Google is facing Android challenges in Europe

Huawei has been preparing for a similar moment for years, and now the US-China trade war has arrived to complicate the company’s relationship with Android. Huawei is well aware of the challenges, though. The company has been building a Play Store alternative in plain sight, and it reportedly pitched app makers last year on creating apps for its store with the offer of helping them make inroads into China and a “very significant” share of the app store’s revenue. Bloomberg reports that Huawei even claimed it would have 50 million European users of its app store by the end of 2018.
Huawei’s store plans and discussions come at a pivotal time for Android in Europe. Google could finally face some competition after a European Commission lawsuit fined the company over Android antitrust violations. Regulators allege that Google abused its Android market dominance by bundling its search engine and Chrome apps into Android, blocking phone makers from creating devices that run forked versions of Android, and making payments to manufacturers and network operators to bundle the Google search app on handsets.
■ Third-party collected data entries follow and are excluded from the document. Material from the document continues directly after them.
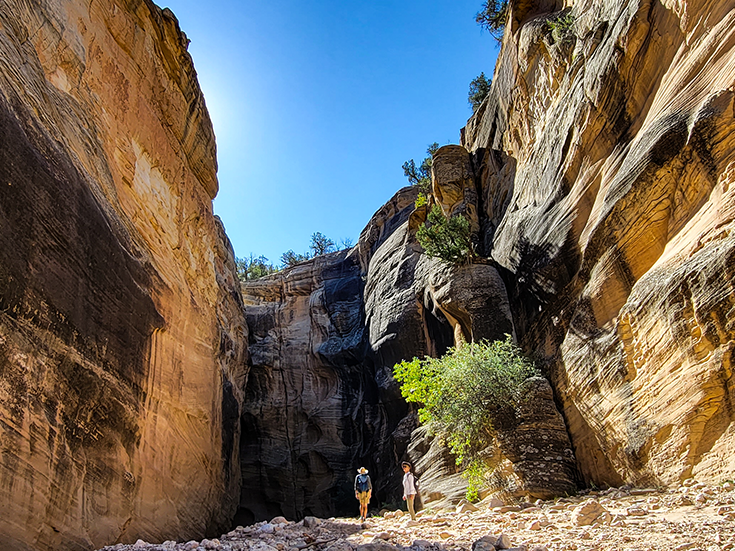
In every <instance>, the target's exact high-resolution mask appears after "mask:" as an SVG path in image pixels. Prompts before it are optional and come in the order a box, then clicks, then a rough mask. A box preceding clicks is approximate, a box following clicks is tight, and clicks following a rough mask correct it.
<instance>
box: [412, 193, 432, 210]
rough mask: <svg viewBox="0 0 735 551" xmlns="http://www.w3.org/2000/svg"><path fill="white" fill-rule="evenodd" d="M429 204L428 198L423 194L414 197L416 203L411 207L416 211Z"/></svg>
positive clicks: (425, 194) (414, 203)
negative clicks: (415, 199) (414, 209)
mask: <svg viewBox="0 0 735 551" xmlns="http://www.w3.org/2000/svg"><path fill="white" fill-rule="evenodd" d="M428 203H429V198H428V197H427V196H426V194H425V193H419V194H418V196H417V197H416V201H415V202H414V204H413V206H414V207H415V208H417V209H420V208H421V207H423V206H424V205H426V204H428Z"/></svg>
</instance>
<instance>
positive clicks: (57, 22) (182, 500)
mask: <svg viewBox="0 0 735 551" xmlns="http://www.w3.org/2000/svg"><path fill="white" fill-rule="evenodd" d="M186 47H187V40H186V37H185V36H184V35H183V34H182V33H181V31H180V30H179V28H178V23H177V22H176V20H175V18H174V17H173V15H172V14H171V12H170V11H168V10H163V11H162V10H160V9H159V8H157V7H156V6H154V5H153V4H152V3H151V2H150V1H148V0H128V1H112V0H102V1H95V2H89V1H81V2H73V1H70V0H43V1H40V2H26V1H24V0H0V182H1V184H0V501H2V503H3V514H2V516H1V517H0V540H1V541H2V544H3V545H2V547H3V549H8V550H29V549H35V550H39V551H40V550H51V549H90V548H97V547H101V546H103V545H105V544H110V543H115V542H134V541H136V539H137V538H144V539H147V540H149V541H155V540H163V539H166V538H177V539H185V538H189V537H194V536H201V535H203V534H204V533H206V532H207V531H210V532H213V533H218V532H216V531H221V530H222V529H223V528H226V527H227V526H228V522H229V520H230V519H231V517H232V515H233V514H234V512H235V508H236V502H237V493H238V490H239V487H240V472H239V449H238V446H237V441H238V435H239V430H240V429H239V417H240V415H239V405H240V403H241V401H242V390H241V389H242V387H243V385H244V379H245V375H246V372H245V364H246V359H247V358H246V353H247V351H246V340H247V326H246V324H245V321H244V316H243V314H242V303H241V298H240V295H239V290H238V288H237V284H236V278H235V277H234V258H233V253H232V249H231V246H230V244H229V241H228V239H227V237H226V236H225V234H224V231H223V228H222V225H221V223H220V222H219V220H218V219H217V218H215V217H214V216H213V214H212V207H211V201H212V199H213V197H214V196H215V194H216V192H217V179H216V160H215V144H214V134H213V131H212V127H211V123H210V121H209V117H208V115H207V112H206V109H205V106H204V100H203V97H202V94H201V91H200V89H199V86H198V84H197V82H196V76H195V73H194V69H193V66H192V64H191V59H190V57H189V55H188V53H187V52H186Z"/></svg>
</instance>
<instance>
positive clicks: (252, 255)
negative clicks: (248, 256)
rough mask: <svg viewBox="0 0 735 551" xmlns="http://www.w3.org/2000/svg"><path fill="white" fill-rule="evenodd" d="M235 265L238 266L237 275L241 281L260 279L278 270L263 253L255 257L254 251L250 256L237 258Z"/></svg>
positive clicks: (275, 271) (273, 272)
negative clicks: (264, 256) (257, 256)
mask: <svg viewBox="0 0 735 551" xmlns="http://www.w3.org/2000/svg"><path fill="white" fill-rule="evenodd" d="M235 265H236V266H237V277H238V279H239V280H240V281H252V280H254V279H260V278H261V277H265V276H267V275H270V274H274V273H276V272H277V271H278V268H277V267H276V266H274V265H273V264H271V263H270V261H269V260H268V259H267V258H266V257H264V256H263V255H260V256H258V257H255V256H254V255H253V253H250V257H249V258H236V259H235Z"/></svg>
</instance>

As a result, Google will start charging Android device makers a fee for using its apps in Europe. This could open the door to rival app stores, a more competitive landscape for Android, and inevitable fragmentation. The more likely result is that manufacturers will simply continue to bundle google’s apps and services, since it’ll allow them to avoid those fees. There are still no popular alternatives to YouTube, Google Maps, or Google Search, after all, and consumers across Europe will reject phones that don’t have access to these apps. Phone makers also aren’t likely to want to maintain different versions of Android for Europe, China, the US, and elsewhere.